Hägerström, who had been influenced by the Neo-Kantianism of the Marburg school, rejected metaphysics in their entirety. His motto was: "Praeterea censeo metaphysicam esse delendam", paraphrasing Cato's famous "delenda Carthago". His opinion was that words such as ‘right’ and ‘duty’ were basically meaningless as they could not be scientifically verified or proven. They may have influence or be able to direct a person who obtains such a right or duty but ultimately, if they could not stand up to a factual test, they were mere fantasies. Similarly, Hägerström regarded all value judgements as mere emotional expressions using the form of judgements without being judgments in the proper sense of the word. This position caused Hägerström's critics to characterize his philosophy as "value nihilism" - a label that was invented by journalists and later endorsed by some of Hägerström's less orthodox followers, mainly Ingemar Hedenius.

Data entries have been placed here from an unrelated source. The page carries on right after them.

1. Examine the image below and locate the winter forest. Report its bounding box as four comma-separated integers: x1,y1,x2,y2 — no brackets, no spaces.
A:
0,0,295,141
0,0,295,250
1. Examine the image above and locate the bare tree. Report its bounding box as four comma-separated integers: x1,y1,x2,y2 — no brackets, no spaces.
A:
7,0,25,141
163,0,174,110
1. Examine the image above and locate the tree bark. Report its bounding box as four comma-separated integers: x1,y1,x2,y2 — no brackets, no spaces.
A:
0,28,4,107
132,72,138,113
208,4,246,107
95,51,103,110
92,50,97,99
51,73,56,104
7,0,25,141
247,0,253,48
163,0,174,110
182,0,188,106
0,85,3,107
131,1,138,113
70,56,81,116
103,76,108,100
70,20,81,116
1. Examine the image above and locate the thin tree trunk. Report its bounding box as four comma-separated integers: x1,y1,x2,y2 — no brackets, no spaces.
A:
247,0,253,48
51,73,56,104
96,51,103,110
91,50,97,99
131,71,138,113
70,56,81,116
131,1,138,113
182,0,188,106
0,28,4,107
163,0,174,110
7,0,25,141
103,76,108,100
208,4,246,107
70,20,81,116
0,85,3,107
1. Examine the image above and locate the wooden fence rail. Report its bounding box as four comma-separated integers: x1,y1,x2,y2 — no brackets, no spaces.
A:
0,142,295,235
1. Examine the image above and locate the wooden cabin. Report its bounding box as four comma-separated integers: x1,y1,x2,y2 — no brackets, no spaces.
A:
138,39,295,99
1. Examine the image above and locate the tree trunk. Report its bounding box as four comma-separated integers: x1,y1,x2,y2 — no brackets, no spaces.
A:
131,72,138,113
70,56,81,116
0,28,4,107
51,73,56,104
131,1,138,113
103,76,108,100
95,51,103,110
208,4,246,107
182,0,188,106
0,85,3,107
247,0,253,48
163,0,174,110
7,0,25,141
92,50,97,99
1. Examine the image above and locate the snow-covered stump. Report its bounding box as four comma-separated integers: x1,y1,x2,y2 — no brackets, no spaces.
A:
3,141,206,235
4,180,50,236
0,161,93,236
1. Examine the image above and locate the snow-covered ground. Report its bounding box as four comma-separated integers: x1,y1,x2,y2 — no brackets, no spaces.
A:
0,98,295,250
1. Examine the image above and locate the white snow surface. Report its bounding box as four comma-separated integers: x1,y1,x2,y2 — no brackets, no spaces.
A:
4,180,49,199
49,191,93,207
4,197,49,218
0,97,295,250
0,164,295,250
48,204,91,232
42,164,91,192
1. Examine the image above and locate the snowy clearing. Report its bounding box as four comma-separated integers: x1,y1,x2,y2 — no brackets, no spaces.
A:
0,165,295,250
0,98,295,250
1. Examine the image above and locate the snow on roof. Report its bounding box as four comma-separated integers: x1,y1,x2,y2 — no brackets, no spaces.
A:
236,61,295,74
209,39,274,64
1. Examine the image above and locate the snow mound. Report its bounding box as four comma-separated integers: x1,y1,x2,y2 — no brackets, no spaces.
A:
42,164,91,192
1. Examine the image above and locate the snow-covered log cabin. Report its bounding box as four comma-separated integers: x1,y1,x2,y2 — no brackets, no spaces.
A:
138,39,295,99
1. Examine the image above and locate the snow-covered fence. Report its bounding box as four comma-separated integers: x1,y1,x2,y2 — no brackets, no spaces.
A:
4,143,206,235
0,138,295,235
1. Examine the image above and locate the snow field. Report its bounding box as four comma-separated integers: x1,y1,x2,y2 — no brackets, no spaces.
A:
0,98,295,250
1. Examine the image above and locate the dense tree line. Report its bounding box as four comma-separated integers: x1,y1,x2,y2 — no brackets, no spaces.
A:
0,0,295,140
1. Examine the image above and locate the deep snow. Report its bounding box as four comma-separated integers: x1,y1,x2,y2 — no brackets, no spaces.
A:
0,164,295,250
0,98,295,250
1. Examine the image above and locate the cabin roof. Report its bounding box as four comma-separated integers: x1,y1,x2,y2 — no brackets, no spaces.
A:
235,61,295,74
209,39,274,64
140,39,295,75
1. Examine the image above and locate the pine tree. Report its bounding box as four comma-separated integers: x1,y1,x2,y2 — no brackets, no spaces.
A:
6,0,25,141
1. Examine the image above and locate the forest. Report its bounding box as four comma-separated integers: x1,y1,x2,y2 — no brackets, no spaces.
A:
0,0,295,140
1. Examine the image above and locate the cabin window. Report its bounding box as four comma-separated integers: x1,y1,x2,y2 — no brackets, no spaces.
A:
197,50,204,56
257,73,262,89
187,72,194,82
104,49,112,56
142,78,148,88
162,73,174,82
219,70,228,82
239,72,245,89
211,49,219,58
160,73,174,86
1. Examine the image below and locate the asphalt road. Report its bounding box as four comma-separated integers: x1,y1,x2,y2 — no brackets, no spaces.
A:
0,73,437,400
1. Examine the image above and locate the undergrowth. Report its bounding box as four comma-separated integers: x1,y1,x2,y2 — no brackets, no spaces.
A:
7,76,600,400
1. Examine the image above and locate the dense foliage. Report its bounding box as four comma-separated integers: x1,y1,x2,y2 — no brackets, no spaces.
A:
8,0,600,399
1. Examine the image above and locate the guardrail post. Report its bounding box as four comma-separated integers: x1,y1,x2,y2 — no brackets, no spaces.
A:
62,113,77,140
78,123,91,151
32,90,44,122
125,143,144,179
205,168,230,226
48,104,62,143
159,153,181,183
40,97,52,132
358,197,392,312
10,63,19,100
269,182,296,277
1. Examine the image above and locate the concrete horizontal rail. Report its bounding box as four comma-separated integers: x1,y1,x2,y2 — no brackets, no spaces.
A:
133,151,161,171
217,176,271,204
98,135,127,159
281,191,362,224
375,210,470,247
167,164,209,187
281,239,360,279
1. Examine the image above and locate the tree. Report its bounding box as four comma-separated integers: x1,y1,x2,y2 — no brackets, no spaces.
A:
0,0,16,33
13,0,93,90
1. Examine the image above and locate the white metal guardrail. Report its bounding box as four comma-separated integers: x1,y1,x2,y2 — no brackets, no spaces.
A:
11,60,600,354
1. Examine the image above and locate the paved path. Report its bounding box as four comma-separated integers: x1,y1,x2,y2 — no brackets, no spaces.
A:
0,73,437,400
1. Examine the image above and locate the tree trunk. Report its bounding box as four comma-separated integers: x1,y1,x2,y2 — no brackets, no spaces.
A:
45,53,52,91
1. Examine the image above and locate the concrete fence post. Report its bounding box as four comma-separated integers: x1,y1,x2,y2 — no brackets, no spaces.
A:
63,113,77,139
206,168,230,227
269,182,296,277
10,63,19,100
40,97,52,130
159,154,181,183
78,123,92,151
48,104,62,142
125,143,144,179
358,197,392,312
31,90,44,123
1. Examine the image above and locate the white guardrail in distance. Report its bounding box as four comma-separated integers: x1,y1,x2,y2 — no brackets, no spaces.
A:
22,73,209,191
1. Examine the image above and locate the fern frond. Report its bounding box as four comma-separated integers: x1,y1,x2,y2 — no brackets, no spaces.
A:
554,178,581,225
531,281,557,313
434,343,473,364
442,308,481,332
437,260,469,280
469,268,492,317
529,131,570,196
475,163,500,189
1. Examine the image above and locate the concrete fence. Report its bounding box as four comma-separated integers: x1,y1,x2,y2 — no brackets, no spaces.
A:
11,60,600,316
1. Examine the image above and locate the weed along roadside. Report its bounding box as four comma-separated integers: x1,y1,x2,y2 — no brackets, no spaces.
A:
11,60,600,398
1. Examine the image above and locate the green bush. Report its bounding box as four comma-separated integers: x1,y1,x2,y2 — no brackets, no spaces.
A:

Hägerström attacked various words and legal concepts in his writings so as to prove they could not stand up to scientific application.

==Publications==
- Aristoteles etiska grundtankar och deras teoretiska förutsättningar, Uppsala, Akamemiska boktrykeriet, E. Berling, 1893
- 'Axel Hägerström', Filosofiskt lexikon, ed Alfred Ahlberg, Natur & Kultur, Third edition, 1951
- Philosophy and Religion, (1964), English translation by Robert T. Sandin
- Inquiries into the Nature of Law and Morals, Stockholm: Almqvist & Wiksell, ed. Karl Olivecrona, transl. C. D. Broad.